Крутой каменистой дорогой мы поднимались от морбазы к небольшому поселку стандартных, привезенных с материка домиков. Десятый час был на исходе, а солнце все еще не могло осилить толщу низких серых туч, отчего все вокруг тоже казалось серым, унылым.

Голые скалы в заплатах лишайников, нагромождения камней, напоминающие развалины древнего города, и вокруг ни единого деревца, ни кустика, ни даже травинки!.. Ко всему тому, справедливости ради, остров Н. следовало бы назвать островком: площадь его не превышала двух десятков квадратных километров…

Дорога свернула влево, и в прямоугольной скалистой выемке, словно в громадной естественной раме, вырисовался конус вулкана, спрятавшего в тучах свою вершину. Под ногами похрустывали обломки застывшей лавы.

— Ты не устала, Мариша? — спросил Баулин дочку, — Давай-ка я тебя понесу.

Маринка помотала головкой:

— Не, я сама… — и побежала вперед.

Одетая в голубенькое пальтецо и ярко-красный капор, сама голубоглазая, золотоволосая, она представилась мне южным весенним цветком, чудом занесенным сюда, в суровый далекий край…

Еще на материке мне рассказали, что жена Баулина погибла во время недавнего моретрясения, но я не предполагал, что у него есть дочь, совсем еще маленькая девочка, и теперь, увидев ее, подумал, что при всем своем желании отец не в состоянии заменить ей мать: как и всякий моряк-пограничник, он большую часть времени проводит на корабле, в море. Я не удержался и спросил:

— Николай Иванович, а почему бы вам не отправить Маринку на Большую землю, к родным? Уж больно сурово у вас тут на острове.

— На будущий год отправлю… Придется отправить, — произнес он, — На будущий год мы станем совсем взрослыми. Пойдем в первый класс, — Сквозь грусть на лице его промелькнула улыбка, — А что до климата, так ведь Мариша здесь выросла, она у меня, можно сказать, коренная курильчанка: когда мы приехали сюда, ей не было и двух лет.

— Значит, Мариша не видела ни цветка, ни нашей русской березки?! — невольно вырвалось у меня.

— Мама делала нам цветы из бумаги, — с горькой улыбкой сказал Баулин, — Замечательные цветы, как живые!

— А вы не подавали рапорта о переводе? Куда-нибудь на Черное море либо на Каспий? Вас же переведут без звука.

— Нет, не подавал, — нахмурился Баулин.

Я снова огляделся вокруг: скалистый остров показался мне еще более унылым и мрачным. Тучи немного развеяло, и вулкан показал свою усеченную главу. Из кратера поднимался желтоватый дымок.

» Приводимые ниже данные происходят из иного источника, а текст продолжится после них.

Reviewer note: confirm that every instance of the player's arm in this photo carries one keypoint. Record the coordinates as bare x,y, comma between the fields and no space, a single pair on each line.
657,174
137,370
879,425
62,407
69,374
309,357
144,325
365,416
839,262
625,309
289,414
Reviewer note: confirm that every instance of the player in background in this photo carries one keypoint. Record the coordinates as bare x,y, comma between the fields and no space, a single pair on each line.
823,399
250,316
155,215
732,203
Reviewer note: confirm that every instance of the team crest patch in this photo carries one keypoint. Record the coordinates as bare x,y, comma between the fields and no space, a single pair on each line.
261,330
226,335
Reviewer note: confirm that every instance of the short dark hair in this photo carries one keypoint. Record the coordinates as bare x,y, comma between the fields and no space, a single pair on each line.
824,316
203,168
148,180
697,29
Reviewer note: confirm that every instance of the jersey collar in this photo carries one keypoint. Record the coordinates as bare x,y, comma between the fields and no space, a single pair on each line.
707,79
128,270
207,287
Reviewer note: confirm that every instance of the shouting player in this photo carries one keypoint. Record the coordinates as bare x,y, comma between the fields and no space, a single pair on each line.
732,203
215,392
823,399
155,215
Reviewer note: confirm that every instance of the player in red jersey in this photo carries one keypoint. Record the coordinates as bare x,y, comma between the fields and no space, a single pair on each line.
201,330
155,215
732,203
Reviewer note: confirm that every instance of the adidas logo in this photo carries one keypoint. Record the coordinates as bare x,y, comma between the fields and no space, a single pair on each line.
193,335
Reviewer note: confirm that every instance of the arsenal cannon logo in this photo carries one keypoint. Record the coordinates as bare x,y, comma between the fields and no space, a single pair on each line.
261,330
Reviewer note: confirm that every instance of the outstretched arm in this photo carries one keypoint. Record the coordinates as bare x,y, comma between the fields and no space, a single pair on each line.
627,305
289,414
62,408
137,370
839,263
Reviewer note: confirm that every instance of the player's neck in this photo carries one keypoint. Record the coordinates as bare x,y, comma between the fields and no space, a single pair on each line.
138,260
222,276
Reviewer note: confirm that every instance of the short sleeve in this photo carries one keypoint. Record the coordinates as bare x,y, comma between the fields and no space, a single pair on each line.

Внизу, левее морбазы, виднелись остатки фундаментов и полотна никуда теперь не ведущей дороги.

«Моретрясение бед натворило», — догадался я.

— Пришлось перебраться повыше, — перехватив мой взгляд, скупо объяснил Баулин.

На утесе, куда мы поднялись, стояли неподалеку друг от друга выщербленный временем и непогодами каменный крест и скромный гранитный обелиск с пятиконечной звездой.

— Кто-то из казаков Ивана Козыревского, — сказал капитан третьего ранга, останавливаясь у креста, и скинул фуражку.

«1713…» с трудом разобрал я высеченную на кресте дату. От имени отважного землепроходца осталось лишь несколько разрозненных букв старинной славянской вязи…

Три века назад открыли русские люди Курильские острова. Первые «скаски» о Курилах записали в Москве еще со слов открывателя Камчатки Владимира Атласова. А в начале XVIII века, когда на далеком полуострове казаки взбунтовались против жестокости и корысти царских приказчиков, один из вожаков бунта Иван Козыревский, желая заслужить царево прощение — смута была вскоре подавлена, — отправился открывать для России новые острова.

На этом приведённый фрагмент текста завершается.